At this moment, my daughter is driving from San Diego, California to Rio Rico, Arizona. She'll stop for the night on her way to visit her youngest son, a high school teacher in Tempe, AZ. Tomorrow she'll continue down to Rio Rico to take me to the Tucson Heart Hospital for the angiogram that will finally diagnose my heart's condition.
When I saw my cardiologist on December 8th, he was adamant that I needed an aorta valve replacement and a mitral valve repair. Then, during later phone calls he seemed to back off on that diagnosis. It's been very hard not knowing if I'll be back home tomorrow night, or getting prepped for surgery on Tuesday.
After the angiogram, I'll post the diagnosis, and we'll go from there.
I'm not at all nervous about either outcome of the angiogram. Adam's book and all the Journals my co-heart-patients and their spouses have posted have truly reassured me.
And I'm VERY grateful to my family and friends who've sent me encouragements.
About a month ago, after 60+ years with mitral valve regurgitation, which slowed my every activity, I was taking a snooze on my bed in the late afternoon, and suddenly I became wide awake with an urgent "message" in my head, saying: "It's time to have my heart taken care of."
Immediately, I called for an appointment with my cardiologist. It had been a year since I'd seen him.
While waiting for the appointment, I seemed to be urged to look for information about condition and found Adam Pick's book and ordered it. I read it from cover to cover, then took it with me to my appointment.
On December 8, 2009, I went for my appointment and my cardiologist did the usual prefunctory listening to my heart, then said he was concerned that I'd gained weight, and should do aerobics. He didn't seem concerned about anything else and said he'd have a tech do an echocardiogram and he'd take a look at it. He turned to go, then saw Adam's book beside me and said, "Hmmm, I see you're already reading up on heart conditions."
When the technician was through with the echogram, he called my doctor in to review it, and the first thing the tech said to the doctor was, "Here is the dead area."
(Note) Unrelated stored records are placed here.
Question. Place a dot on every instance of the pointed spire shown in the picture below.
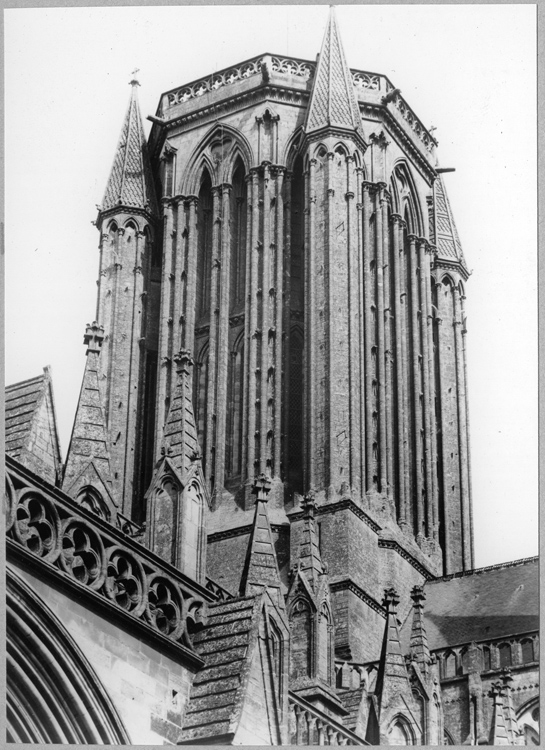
(261, 566)
(88, 459)
(180, 441)
(447, 240)
(392, 678)
(420, 651)
(498, 731)
(510, 715)
(309, 552)
(130, 183)
(332, 99)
Up to that moment I was calm, but hearing that comment, my brain turned off, as I continued to watch them review the screen.
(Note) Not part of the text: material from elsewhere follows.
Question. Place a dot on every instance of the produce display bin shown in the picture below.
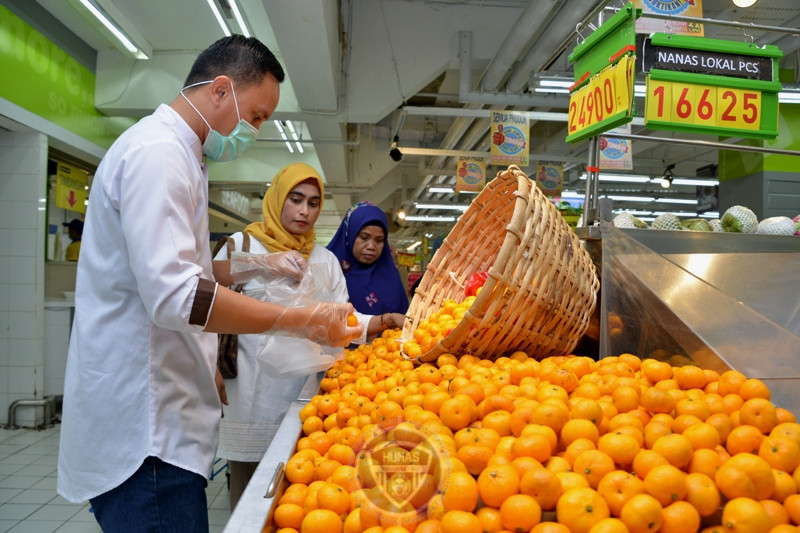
(722, 300)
When they were through, my doctor turned to me and said, "I want to schedule your surgery next month.
That didn't surprise me, but of course I asked what was going on.
He said that not only did I have a regurgitating mitral valve, but I needed an aorta valve replacement on the left ventricle. (I'm not sure I'm saying it right...but it's close.) During that conversation he said they would do an angiogram one day, and then do the surgery the following day...and he'd call me with dates to do this.
A few days later, he called to confirm the date of the angiogram to diagnose exactly what was going on, and sounded less urgent about it all, which confused me. Like a
dope, I didn't pin him down by reminding him of our prior conversation when he seemed to think there WAS urgency.
So, at this moment I don't know what is going to happen, and feel confused. Maybe between my appointment and the later phone conversation, he forgot the details of that appointment.
If one is EVER confused about contradictions I recommend you pin down the facts even if you feel timid about reminding the doctor of prior statements which seem contradictory. Take the bull by the horns. It's your body, your life and your sense of assurance that you have all the facts. Doctors have many patients, and even one week later he/she will not remember the exact details of prior conversations and conclusions. You have to remind them. It's only fair to them too.
Meanwhile, I'm making my will (a living trust, ON-LINE), and packing my bag with all the little hints Adam Pick offered in his book. I already ordered and received the "Incision Shield"; bought earplugs and a the best pair of extra soft eye shades made by Brookstone (they're on line too).
And, I'm looking forward to feeling alive and being active for the first time in 50 years. For all those years I struggled to hold down a job, be a wife and mother of two, and be exhausted all the time and never knowing why I wasn't like everybody else. No one understood why I didn't like taking part in all the usual activities people get involved in. Now I can hardly wait to get through this and enjoy a new life at 74.